Fitzmyer on Inerrancy and Inspiration

A couple months ago, I wrote a post concerning the relationship between authority and inspiration. I chose not to deal with the question of inerrancy in that post, mostly because I felt it would require more patience and space than I had at the time. I’m currently working my way through Joseph Fitzmyer’s The Interpretation of Scripture, and I have found his discussion of inspiration and inerrancy to be quite relevant to this discussion.

In his discussion of Dei Verbum, Vatican II’s constitution on divine revelation, Fitzmyer refers to inspiration as the charism by which human beings were moved by God to record aspects of divine revelation. He defines revelation as the self-manifestation of a personal God and the making known of the mystery of God’s will for humanity (8). Inspiration, therefore, is expressive of the belief that the biblical authors wrote from their experiences of a God who worked among them.

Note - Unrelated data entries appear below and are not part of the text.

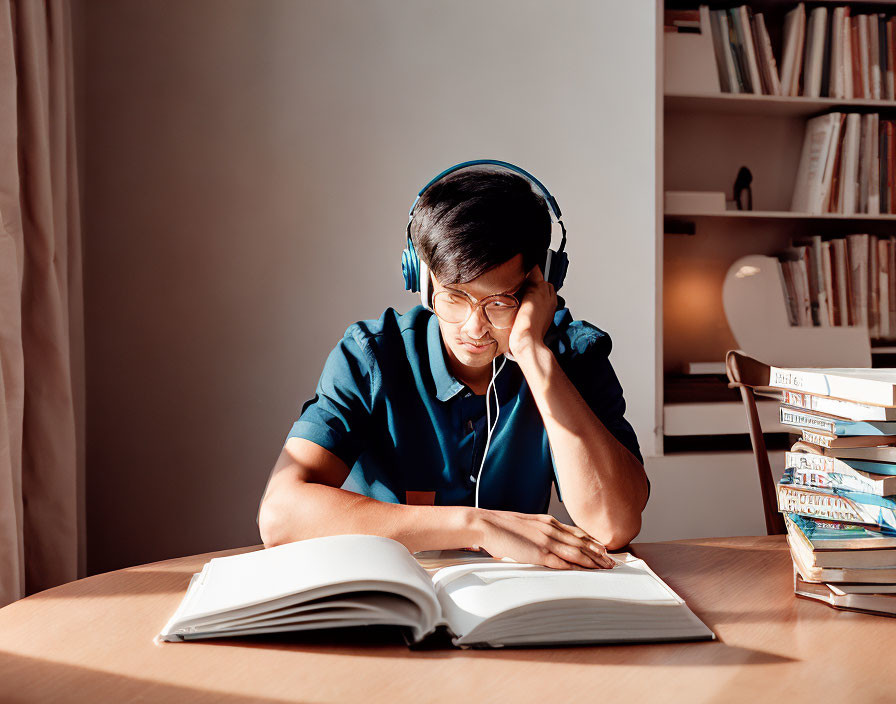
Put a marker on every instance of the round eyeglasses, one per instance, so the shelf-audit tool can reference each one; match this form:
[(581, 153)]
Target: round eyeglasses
[(456, 308)]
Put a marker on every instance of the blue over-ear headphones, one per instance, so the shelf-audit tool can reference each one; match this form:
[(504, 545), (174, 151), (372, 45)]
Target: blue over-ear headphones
[(416, 274)]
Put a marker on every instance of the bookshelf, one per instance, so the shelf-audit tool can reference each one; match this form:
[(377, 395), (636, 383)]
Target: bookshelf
[(703, 140)]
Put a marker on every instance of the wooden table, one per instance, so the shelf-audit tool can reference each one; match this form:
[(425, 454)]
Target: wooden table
[(92, 640)]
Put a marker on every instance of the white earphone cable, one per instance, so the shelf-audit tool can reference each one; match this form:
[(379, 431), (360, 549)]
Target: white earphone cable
[(488, 420)]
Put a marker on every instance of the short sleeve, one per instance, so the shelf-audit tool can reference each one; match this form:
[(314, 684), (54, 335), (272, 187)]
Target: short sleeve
[(589, 369), (338, 416)]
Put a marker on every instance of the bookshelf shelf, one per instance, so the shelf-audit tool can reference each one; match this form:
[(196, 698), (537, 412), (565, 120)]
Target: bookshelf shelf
[(719, 418), (770, 105), (704, 140), (777, 215)]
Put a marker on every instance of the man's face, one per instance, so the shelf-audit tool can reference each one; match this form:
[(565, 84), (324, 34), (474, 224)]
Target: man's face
[(476, 342)]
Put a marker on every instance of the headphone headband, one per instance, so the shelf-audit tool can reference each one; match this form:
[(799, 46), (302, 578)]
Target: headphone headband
[(551, 201), (416, 275)]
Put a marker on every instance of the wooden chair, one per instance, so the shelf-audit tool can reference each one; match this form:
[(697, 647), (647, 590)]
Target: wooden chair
[(747, 374)]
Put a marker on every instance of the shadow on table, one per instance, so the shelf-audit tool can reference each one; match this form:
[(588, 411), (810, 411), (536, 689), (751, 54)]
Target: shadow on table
[(127, 581), (29, 679)]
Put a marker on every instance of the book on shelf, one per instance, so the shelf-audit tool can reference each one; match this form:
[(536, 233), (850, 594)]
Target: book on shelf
[(837, 52), (842, 281), (841, 596), (358, 580), (829, 472)]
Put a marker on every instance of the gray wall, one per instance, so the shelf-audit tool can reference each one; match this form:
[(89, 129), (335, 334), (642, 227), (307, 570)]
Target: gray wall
[(248, 167)]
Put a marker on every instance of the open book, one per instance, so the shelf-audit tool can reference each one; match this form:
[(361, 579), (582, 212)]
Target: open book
[(355, 580)]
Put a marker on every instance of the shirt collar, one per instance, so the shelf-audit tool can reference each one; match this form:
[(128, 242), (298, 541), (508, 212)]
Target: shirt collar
[(447, 387)]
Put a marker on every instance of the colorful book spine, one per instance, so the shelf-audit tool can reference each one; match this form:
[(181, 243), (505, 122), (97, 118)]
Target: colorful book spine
[(830, 473), (832, 535), (849, 410), (835, 504)]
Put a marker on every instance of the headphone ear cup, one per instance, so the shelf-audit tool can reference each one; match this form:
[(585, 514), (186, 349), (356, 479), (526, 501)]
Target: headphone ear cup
[(425, 284), (410, 268), (556, 264)]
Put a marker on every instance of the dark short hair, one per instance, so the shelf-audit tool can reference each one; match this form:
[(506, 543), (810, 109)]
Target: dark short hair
[(476, 219)]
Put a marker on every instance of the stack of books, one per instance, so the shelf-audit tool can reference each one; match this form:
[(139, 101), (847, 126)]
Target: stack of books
[(838, 490)]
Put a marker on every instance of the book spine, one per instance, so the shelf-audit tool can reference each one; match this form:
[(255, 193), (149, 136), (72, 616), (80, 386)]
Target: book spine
[(874, 174), (743, 80), (805, 420), (823, 504), (817, 438), (890, 48), (874, 55), (874, 392), (832, 406), (828, 473), (891, 283), (719, 50)]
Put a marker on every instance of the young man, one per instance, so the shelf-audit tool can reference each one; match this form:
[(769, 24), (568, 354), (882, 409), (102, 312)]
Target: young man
[(396, 440)]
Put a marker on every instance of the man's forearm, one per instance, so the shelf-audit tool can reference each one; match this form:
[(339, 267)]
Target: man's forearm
[(307, 510), (603, 485)]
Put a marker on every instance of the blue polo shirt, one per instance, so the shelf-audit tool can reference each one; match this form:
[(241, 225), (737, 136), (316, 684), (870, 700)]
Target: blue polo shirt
[(387, 405)]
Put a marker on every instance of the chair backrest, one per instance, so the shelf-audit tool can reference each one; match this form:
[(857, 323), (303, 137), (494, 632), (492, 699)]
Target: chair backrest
[(747, 373)]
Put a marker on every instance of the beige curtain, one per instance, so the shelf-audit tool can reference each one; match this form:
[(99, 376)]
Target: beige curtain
[(41, 319)]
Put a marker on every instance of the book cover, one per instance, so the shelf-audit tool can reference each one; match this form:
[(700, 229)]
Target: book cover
[(819, 139), (866, 603), (835, 535), (866, 558), (355, 580), (869, 386)]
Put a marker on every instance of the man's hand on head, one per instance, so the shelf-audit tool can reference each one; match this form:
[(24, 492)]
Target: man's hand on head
[(538, 303)]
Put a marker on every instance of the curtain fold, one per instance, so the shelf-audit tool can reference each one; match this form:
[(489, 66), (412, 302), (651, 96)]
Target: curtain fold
[(41, 318)]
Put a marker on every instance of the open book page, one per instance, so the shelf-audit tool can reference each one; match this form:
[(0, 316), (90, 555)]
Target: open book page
[(502, 603), (334, 581)]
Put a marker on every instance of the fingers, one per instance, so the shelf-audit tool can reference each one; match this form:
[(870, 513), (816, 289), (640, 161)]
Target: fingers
[(585, 555), (577, 545)]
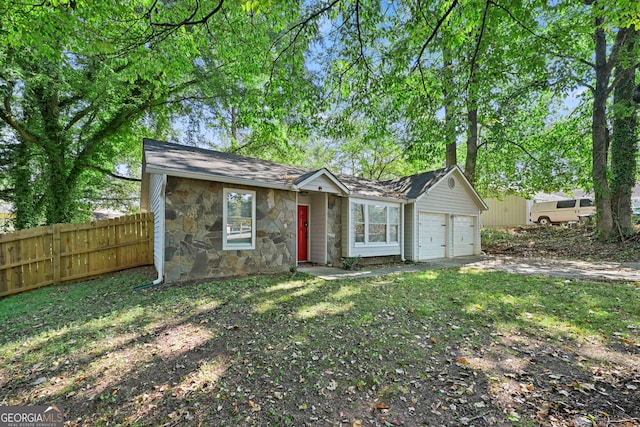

The question of inerrancy, however, is of a different sort than that of inspiration. For Fitzmyer, the two concepts are not coterminous, but they are related, as inerrancy is for him a consequence of inspiration. Inerrancy, he writes (citing Dei Verbum §11), refers to the quality of assertions in Scripture which pertain to salvation. It cannot (and should not) be applied to every statement made as if it were historically true, and this protects the exegete from what Fitzmyer calls “crass fundamentalism” (8).